The pandemic triggered massive job losses, left streets deserted, strained local budgets, and contributed to a national rise in violent crime. The murder rate in U.S. cities jumped 25% or more in 2020, FBI statistics show and is continuing to escalate this year. Last week, the Biden administration launched an initiative to help combat the spike in gun violence and homicides.
The debate over the future of policing is putting up with place daily in New York. As a bevy of Democrats jockey for the party’s nomination ahead of the June 22 primary that will likely decide who becomes mayor. So far, nominees who have adopted a pro-law enforcement message and pushed back against developed calls to reduce funding for police departments seem to have the upper hand.
The election’s outcome may give a window into how voters prioritize issues in a post-pandemic society. That has important implications for Democrats as they head toward the 2022 elections when their control of Congress will be at stake — and as they proceed to grapple with tensions between the moderate and more liberal voices within the party.

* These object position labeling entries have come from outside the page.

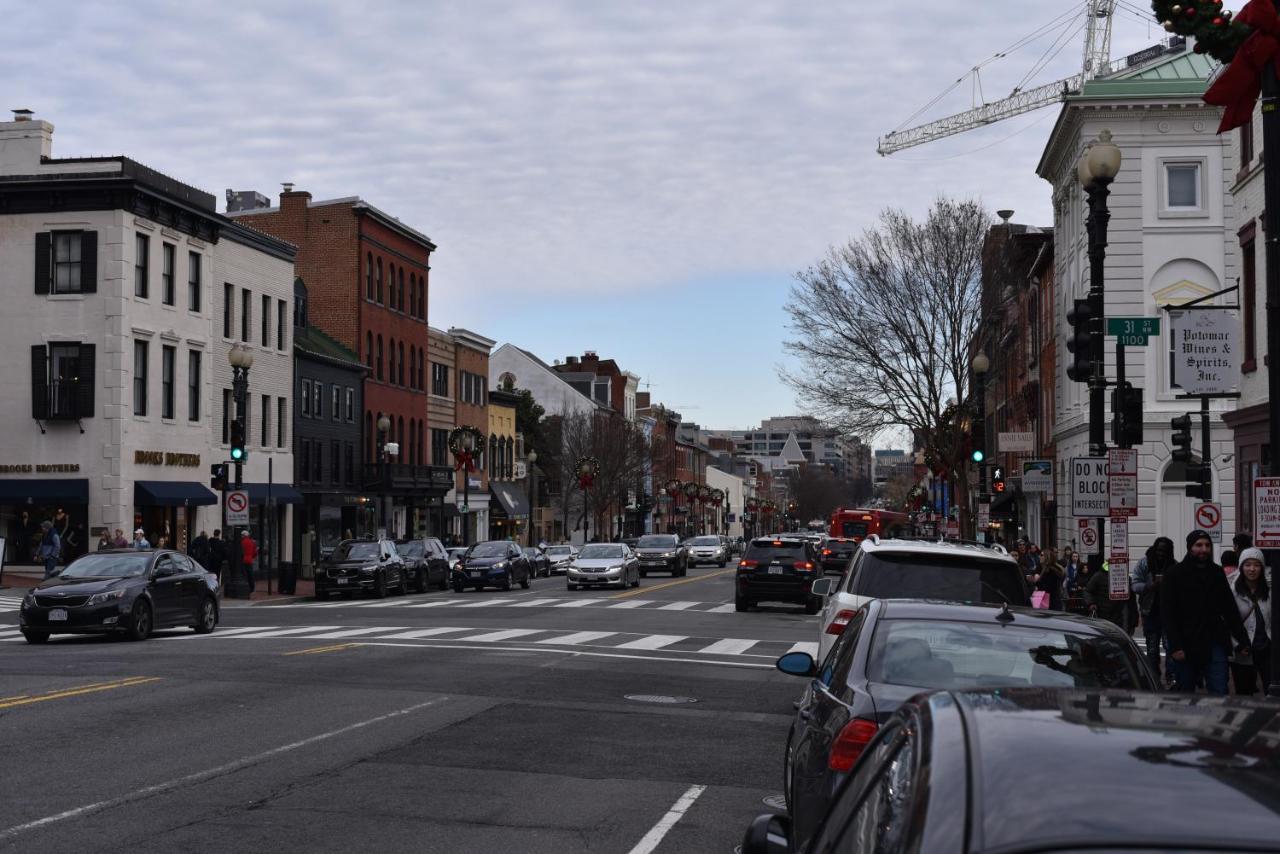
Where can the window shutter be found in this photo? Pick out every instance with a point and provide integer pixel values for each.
(44, 252)
(88, 261)
(85, 391)
(39, 380)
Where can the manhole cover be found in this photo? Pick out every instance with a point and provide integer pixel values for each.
(659, 698)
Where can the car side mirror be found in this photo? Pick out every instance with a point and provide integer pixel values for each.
(798, 665)
(768, 834)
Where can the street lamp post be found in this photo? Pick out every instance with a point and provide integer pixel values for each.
(1096, 170)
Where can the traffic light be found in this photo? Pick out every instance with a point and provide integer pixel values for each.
(1127, 416)
(237, 441)
(1080, 369)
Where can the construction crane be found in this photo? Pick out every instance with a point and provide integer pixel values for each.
(1097, 59)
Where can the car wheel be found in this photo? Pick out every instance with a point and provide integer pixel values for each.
(140, 622)
(206, 619)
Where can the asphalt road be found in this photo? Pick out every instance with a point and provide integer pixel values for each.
(437, 722)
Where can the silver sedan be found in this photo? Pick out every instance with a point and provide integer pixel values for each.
(602, 565)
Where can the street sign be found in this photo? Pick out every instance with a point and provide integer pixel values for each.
(1205, 356)
(1088, 533)
(1123, 482)
(1266, 512)
(1015, 442)
(1208, 519)
(1089, 487)
(237, 507)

What happens in New York goes elsewhere. This is a precursor of what’s to come, said Douglas Schoen, a Democratic pollster and longtime adviser to former New York Mayor Michael Bloomberg.
NEW YORK IN CRISIS
For many in COVID-scarred New York, indelible images of a city in crisis came last May, when peaceful protests over racial injustice descended into several nights of looting and mayhem on empty avenues in Manhattan and Brooklyn.
More recently, the city has been rattled by a series of violent incidents. Shootings are up 90% since the same time a year ago.
A poll performed this month by the Manhattan Institute, a conservative think tank, found that nearly half of Democratic primary voters rank public safety as their top question and that just 18% said they want fewer police patrolling their neighborhoods. A recent Emerson College poll also listed public safety as voters’ top problem.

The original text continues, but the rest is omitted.